キミ、が欲しい



私が書いたのは“メガネ男子”ではない。
始めから決めてたことだから大胆なんだろうけど許してね。



キミが密かに宝物としてくれた一枚の紙切れ。
そこには私の走り書きで
“今一番気になる人”と記されている。



あ、そうそう。
本当の紙に書かれてたのは
“サッカー部の後藤”だったから
「は?何で名指し?」となったので完全に無視してやりましたよ。
ヤラセにはヤラセ返しです。



まぁ、借り物競走決まった時からこの構想が出来上がっていたのは言うまでもない。



戻ったら麻衣子と梓に色々とイジられたけど後でサッカー部の後藤先輩とやらが直々に来てくださいましたよ。
梓に耳打ちされてわかった。
ようやくご対面、ですか。



「勘違い女だって思われても結構なんで先に言います。
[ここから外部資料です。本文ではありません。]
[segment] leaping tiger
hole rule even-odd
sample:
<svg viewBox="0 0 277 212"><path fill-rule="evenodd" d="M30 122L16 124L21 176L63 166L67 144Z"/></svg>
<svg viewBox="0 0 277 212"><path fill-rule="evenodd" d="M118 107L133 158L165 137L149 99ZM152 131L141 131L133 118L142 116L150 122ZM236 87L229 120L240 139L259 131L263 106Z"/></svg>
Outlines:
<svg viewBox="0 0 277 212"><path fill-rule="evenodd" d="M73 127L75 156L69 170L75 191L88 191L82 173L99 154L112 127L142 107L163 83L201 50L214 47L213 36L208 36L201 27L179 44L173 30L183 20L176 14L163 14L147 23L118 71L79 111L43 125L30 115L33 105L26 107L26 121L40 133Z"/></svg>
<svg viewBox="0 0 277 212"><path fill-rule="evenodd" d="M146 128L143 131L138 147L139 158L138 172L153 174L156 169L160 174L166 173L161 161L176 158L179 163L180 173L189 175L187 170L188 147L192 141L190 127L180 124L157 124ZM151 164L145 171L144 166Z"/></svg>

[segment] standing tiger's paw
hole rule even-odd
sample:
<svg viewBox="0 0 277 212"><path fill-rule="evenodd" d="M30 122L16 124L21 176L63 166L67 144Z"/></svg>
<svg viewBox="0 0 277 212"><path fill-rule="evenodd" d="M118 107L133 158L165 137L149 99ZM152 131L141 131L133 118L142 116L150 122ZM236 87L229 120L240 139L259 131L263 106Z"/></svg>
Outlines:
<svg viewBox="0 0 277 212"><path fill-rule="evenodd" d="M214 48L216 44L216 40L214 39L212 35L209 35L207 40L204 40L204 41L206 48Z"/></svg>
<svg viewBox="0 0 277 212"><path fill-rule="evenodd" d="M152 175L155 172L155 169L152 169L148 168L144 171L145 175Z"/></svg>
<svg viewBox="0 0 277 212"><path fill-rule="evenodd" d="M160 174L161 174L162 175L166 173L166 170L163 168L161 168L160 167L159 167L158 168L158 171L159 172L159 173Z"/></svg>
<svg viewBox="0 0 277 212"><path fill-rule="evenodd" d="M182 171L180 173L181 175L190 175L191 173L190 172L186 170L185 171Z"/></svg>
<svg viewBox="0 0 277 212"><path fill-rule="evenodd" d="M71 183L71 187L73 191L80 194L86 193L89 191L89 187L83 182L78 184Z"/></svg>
LINE交換はしません、それ以外の要件ですか?」



「ちょっと星那っ…!すみません、ちょっとこの子…今、変なんです」



なんで麻衣子が謝る?
まぁ、あまりにも言われ過ぎて頭が麻痺してるのかも。
少し面食らった感はあるけど物怖じしない態度。



「どストライクなんだけどな、試しに付き合ってみるとかどう?」



直球だな、チャラさ全開。
そんな私も愛想笑い全開。



「うーん、興味ないんでごめんなさい」



隣の席に座ってきてはグイグイこられるの、マジ勘弁。
私、ドン引きしてんのわかってます?



「たくみ、こんなとこ居た〜」と3年生女子に耳を引っ張られてご退散なられました。
めでたし、めでたし。
チャラ男はどこまでもチャラいね〜と遠い目。
「またね!」って、次なんかないから。